In many regions around the world students with certain immigrant backgrounds underachieve in educational settings. This paper provides a review and meta-analysis on one potential source of the immigrant achievement gap: stereotype threat, a situational predicament that may prevent students to perform up to their full abilities. A meta-analysis of 19 experiments suggests an overall mean effect size of 0.63 (random effects model) in support of stereotype threat theory. The results are complemented by moderator analyses with regard to circulation (published or unpublished research), cultural context (US versus Europe), age of immigrants, type of stereotype threat manipulation, dependent measures, and means for identification of immigrant status; evidence on the role of ethnic identity strength is reviewed. Theoretical and practical implications of the findings are discussed.

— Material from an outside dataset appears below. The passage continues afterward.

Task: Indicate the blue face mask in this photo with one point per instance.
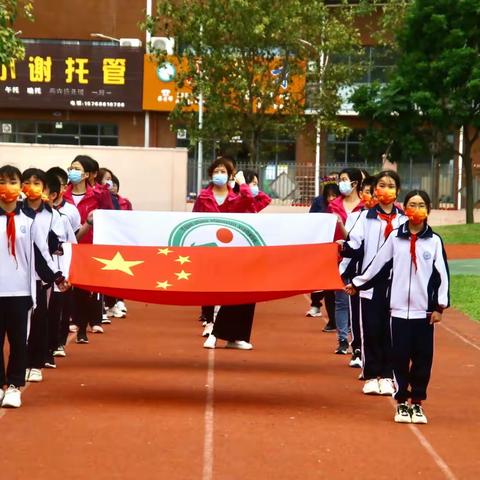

Their funnel plot says it all:

Black-White gap in USA

In depth analysis of the first and famous paper is given by Ulrich Schimmack.

Wicherts has an old meta-analysis that he is hiding for whatever reason.

But we will soon get another big replication, similar to Flore’s above:

According to stereotype threat theory, the possibility of confirming a negative group stereotype can evoke feelings of threat, leading people to underperform in the domains in which they are stereotyped as lacking ability. This theory has immense theoretical and practical implications, but many studies supporting it include small samples and varying operational definitions of “stereotype threat”. We address the first challenge by leveraging a network of psychology labs to recruit a large Black student sample (Nanticipated = 2700) from multiple US sites (Nanticipated = 27). We address the second challenge by identifying three threat-increasing and three threat-decreasing procedures that could plausibly affect performance and use an adaptive Bayesian design to determine which “stereotype threat” operationalization yields the strongest evidence for underperformance. This project has the potential to advance our knowledge of a scientifically and socially important topic: whether and under what conditions stereotype threat affects current US Black students.

Which of course I am looking forward to!


A reasonable prior is that anything from social psychology is most likely bullshit. More so the more left-wing friendly it is. Stereotype threat gets a double bad prior here. The evidence for it is laughably bad, so a reasonable person’s posterior will be close to 0.